Le Parquet de Rome a donné son feu vert au transfert et l'ouverture de la tombe d'un criminel, aujourd'hui enterré dans une église romaine, et soupçonné d'avoir enlevé en 1983 la fille d'un employé du Vatican.

Le 22 juin 1983, Emanuela Orlandi, alors âgée de 15 ans, fille d'un employé de la Préfecture de la maison pontificale, disparaissait à la sortie d'un cours de musique place Saint-Apollinaire à Rome.

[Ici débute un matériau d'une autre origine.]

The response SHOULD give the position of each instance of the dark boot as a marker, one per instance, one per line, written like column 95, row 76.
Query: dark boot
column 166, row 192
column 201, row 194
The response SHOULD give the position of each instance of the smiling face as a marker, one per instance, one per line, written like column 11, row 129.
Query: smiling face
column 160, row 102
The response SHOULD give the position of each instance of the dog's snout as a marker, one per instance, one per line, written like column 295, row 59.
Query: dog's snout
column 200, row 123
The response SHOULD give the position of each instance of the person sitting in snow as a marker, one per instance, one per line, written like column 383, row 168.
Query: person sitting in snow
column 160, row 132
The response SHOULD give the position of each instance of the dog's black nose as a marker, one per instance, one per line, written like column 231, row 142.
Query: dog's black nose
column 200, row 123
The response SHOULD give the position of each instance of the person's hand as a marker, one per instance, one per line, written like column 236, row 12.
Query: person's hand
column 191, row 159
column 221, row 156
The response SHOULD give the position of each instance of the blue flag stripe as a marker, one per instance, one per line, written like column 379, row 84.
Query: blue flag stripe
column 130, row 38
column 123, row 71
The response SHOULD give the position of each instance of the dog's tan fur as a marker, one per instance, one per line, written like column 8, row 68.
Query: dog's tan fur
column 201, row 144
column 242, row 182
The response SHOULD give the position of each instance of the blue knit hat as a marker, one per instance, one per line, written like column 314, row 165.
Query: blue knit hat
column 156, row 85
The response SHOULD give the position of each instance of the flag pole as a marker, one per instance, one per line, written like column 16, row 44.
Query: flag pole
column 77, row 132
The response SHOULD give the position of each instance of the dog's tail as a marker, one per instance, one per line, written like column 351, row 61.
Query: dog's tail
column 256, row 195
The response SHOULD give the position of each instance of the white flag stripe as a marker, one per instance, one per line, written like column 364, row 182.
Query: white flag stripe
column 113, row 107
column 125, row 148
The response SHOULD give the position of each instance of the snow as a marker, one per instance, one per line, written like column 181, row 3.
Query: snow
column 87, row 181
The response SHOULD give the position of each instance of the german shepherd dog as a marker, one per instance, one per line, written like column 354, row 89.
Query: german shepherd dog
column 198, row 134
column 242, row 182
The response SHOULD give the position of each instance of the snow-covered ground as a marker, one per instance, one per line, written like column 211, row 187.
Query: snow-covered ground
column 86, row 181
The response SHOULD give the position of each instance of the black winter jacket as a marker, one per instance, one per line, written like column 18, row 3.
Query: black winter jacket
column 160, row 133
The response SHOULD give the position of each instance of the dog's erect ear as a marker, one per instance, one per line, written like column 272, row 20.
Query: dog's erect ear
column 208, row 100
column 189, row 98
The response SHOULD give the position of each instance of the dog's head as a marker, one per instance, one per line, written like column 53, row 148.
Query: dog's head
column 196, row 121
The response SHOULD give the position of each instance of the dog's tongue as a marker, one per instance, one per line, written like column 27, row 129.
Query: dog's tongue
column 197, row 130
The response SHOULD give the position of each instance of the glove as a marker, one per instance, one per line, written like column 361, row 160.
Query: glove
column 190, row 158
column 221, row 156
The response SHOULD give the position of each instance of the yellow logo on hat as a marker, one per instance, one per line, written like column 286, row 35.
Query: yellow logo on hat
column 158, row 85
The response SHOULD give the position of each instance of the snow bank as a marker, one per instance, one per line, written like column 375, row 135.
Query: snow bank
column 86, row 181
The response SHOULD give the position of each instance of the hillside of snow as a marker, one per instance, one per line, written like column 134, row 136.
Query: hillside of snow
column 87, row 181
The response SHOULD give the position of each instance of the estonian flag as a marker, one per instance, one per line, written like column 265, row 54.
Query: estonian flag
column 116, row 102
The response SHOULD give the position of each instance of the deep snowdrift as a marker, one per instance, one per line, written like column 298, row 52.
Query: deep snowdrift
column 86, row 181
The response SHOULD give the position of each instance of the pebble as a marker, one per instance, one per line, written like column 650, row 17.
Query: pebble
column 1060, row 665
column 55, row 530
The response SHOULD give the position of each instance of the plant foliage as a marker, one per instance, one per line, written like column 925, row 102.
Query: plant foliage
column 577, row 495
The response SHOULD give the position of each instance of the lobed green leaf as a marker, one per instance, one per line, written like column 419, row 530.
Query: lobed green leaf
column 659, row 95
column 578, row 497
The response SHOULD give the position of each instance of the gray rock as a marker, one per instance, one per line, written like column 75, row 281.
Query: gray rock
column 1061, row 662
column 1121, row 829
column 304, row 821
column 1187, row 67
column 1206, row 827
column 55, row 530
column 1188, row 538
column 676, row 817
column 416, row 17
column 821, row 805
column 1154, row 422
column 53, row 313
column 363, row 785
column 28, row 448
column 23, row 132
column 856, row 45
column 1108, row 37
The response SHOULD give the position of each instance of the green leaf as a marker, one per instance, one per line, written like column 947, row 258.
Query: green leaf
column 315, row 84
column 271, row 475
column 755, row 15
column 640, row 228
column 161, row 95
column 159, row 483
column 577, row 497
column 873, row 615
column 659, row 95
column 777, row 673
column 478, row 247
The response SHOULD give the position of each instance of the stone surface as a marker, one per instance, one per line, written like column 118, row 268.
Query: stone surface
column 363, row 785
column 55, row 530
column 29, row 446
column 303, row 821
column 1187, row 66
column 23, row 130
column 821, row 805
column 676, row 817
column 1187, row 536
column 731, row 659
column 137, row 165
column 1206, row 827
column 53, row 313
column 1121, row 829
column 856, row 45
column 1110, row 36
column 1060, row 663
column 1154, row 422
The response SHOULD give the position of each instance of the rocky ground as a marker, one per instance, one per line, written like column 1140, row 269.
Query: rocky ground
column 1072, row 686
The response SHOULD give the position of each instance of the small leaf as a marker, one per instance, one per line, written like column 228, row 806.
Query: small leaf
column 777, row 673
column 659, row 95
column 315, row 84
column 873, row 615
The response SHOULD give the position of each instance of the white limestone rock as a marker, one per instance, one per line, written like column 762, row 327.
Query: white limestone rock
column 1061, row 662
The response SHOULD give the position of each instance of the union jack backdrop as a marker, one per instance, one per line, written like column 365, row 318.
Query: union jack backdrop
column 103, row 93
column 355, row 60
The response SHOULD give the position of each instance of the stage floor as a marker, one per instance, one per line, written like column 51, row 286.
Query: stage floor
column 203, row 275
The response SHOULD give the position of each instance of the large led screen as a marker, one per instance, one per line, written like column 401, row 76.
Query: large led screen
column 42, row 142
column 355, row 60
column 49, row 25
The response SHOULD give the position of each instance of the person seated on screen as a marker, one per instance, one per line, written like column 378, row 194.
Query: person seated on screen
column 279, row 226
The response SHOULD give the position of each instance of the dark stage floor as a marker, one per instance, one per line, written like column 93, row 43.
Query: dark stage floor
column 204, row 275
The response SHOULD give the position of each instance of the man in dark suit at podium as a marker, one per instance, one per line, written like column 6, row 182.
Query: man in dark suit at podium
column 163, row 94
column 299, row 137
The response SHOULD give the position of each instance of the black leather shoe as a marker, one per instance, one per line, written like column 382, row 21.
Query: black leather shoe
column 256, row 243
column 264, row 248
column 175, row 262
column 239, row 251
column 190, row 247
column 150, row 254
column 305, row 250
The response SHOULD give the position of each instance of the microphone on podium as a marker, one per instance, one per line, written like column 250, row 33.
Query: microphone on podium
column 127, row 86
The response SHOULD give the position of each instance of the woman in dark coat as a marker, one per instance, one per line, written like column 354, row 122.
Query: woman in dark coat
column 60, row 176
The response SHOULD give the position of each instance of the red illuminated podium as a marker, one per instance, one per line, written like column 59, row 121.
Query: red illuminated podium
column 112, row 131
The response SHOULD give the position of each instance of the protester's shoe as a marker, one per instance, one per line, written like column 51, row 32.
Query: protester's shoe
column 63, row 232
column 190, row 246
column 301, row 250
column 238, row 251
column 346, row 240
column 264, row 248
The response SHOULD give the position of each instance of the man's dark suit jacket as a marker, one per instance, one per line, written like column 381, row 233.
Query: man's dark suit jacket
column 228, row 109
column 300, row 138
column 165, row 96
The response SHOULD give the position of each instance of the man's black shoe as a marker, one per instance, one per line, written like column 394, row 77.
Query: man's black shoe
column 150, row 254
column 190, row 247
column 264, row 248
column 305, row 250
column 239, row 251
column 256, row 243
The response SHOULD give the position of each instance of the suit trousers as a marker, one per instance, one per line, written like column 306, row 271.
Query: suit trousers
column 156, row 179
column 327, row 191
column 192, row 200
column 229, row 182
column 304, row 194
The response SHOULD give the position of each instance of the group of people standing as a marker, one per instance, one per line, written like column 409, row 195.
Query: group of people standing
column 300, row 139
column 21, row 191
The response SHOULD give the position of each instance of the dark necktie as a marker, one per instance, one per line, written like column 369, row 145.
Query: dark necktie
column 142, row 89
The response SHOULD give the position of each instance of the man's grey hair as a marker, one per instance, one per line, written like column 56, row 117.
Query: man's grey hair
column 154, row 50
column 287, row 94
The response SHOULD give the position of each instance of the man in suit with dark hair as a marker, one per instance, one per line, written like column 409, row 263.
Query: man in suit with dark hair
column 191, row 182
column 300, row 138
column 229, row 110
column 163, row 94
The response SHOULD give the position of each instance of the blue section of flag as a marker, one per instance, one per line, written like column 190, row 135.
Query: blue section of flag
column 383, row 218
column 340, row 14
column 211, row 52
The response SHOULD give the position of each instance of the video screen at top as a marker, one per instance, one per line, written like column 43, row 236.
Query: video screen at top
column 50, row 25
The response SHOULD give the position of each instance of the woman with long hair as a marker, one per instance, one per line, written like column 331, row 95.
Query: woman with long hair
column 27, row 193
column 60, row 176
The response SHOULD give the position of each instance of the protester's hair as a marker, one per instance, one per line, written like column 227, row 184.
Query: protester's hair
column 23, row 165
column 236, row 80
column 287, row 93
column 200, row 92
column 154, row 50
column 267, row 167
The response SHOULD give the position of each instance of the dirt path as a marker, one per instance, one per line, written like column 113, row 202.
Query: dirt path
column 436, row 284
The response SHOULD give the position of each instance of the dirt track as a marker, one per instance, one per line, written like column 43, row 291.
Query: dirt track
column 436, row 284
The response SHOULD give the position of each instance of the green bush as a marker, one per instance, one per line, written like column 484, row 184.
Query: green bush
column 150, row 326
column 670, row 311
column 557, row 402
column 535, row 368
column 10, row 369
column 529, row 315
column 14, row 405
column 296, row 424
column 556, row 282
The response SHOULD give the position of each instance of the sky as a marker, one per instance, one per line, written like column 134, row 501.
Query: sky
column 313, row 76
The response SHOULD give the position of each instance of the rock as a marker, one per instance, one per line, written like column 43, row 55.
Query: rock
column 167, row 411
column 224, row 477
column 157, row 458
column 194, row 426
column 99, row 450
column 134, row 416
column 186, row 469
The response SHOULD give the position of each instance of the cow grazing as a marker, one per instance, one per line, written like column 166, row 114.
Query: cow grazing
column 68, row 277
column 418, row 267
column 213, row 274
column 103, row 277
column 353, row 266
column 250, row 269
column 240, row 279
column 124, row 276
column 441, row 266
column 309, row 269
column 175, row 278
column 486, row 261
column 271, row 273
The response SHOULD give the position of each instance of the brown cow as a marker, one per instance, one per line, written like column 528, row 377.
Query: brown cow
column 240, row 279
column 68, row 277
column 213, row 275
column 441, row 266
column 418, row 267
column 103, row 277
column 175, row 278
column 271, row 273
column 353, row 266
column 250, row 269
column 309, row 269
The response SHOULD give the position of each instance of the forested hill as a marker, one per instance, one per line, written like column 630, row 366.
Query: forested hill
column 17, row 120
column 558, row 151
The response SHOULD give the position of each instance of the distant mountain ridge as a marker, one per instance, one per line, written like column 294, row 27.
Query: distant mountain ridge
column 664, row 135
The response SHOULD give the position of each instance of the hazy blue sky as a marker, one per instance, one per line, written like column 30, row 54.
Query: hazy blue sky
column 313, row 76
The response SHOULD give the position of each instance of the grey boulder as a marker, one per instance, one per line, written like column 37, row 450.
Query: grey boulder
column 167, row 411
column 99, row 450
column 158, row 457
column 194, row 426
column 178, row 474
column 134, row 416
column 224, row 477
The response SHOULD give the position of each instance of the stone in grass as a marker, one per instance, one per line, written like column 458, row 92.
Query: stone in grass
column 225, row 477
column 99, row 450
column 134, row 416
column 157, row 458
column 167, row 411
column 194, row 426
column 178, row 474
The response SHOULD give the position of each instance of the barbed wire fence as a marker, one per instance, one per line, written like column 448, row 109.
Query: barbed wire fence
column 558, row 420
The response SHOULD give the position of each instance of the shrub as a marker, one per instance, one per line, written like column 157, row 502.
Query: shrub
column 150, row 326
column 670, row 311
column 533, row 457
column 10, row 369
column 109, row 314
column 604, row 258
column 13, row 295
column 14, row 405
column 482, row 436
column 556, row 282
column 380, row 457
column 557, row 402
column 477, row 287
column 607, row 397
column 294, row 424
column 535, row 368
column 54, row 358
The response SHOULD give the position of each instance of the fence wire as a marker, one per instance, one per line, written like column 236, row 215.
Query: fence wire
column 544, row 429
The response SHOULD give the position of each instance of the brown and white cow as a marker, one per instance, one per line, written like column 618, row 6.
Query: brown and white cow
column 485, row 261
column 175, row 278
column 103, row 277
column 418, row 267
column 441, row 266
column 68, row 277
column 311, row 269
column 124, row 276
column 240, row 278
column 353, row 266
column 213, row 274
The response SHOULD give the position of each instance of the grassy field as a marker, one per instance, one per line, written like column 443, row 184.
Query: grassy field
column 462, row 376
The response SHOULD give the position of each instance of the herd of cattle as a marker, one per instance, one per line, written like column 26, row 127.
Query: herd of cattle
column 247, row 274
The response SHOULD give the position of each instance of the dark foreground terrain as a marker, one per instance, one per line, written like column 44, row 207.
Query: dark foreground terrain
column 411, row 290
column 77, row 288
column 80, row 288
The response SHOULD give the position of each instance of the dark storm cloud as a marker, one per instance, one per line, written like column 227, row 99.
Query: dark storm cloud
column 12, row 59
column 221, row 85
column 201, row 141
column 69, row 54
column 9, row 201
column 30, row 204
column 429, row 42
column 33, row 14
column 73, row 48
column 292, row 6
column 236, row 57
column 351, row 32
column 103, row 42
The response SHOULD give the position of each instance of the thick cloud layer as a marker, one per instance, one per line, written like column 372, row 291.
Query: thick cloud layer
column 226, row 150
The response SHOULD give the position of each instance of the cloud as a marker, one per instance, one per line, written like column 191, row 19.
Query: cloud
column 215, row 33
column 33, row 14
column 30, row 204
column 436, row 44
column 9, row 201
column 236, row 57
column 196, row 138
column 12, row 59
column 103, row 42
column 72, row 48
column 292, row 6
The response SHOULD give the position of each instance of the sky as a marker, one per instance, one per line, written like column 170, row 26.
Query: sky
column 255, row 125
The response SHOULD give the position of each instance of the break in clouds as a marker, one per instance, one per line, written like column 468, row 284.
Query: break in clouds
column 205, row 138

Elle n'a jamais été retrouvée.

Ce mystère qui mêle haute criminalité et soupçons de règlements de compte au Vatican n'a jamais cessé d'émouvoir l'Italie.

Les soupçons se sont portés sur l'un des chefs de la bande de la Magliana, qui a terrorisé l'Italie dans les années 1970 et 1980, Enrico de Pedis, tué en 1990. Pour des raisons inexpliquées, la sépulture de ce «boss», soupçonné d'être lié à la fois à la mafia, la loge maçonnique P2 et des secteurs de la finance du Vatican, avait été transférée la même année dans la basilique Saint-Apollinaire, un privilège rare.

Une femme, Sabrina Minardi, maîtresse du malfrat à l'époque, a affirmé qu'il était impliqué dans l'enlèvement et le meurtre de la jeune fille.

En septembre 2005, lors d'une émission télévisée consacrée à la recherche des personnes disparues, un homme avait préconisé l'inspection de cette tombe, dont la présence dans une église suscitait par ailleurs de nombreuses critiques.

Mardi soir, le Parquet de Rome a ordonné le transfert et l'ouverture de cette fameuse tombe, dont l'ouverture et l'inspection devraient intervenir «avant la fin mai» selon les media italiens.

La famille d'Emanuela Orlandi, notamment son frère Pietro qui ne cesse de mener campagne pour que lumière soit faite, accuse depuis longtemps le Vatican --ou du moins des prélats au Vatican-- de silence, voire de complicité.

Le 14 avril dernier, le Vatican avait affirmé avoir coopéré «avec engagement et transparence» avec les autorités italiennes pour clarifier cette affaire. Il avait promis que si les enquêteurs souhaitaient rouvrir le cas, ils trouveraient «comme toujours, une collaboration appropriée» du Vatican.

Récemment, le prédicateur de la maison pontificale, Raniero Cantalamessa, a lancé devant le pape : «Combien de délits atroces restés, ces derniers temps, sans coupable, combien d'affaires irrésolues dans notre Italie!».

Pour la presse italienne, il ne faisait aucun doute qu'il visait l'affaire Orlandi, dans laquelle toutes sortes de pistes ont été évoquées : de liens présumés de l'enlèvement avec Ali Agca, l'agresseur turc du pape Jean Paul II, jusqu'à un rôle de l'ancien président américain de l'Institut pour les oeuvres de religion (IOR, banque du Vatican), Paul Marcinkus, ou l'implication de services secrets. Mais rien n'a été prouvé.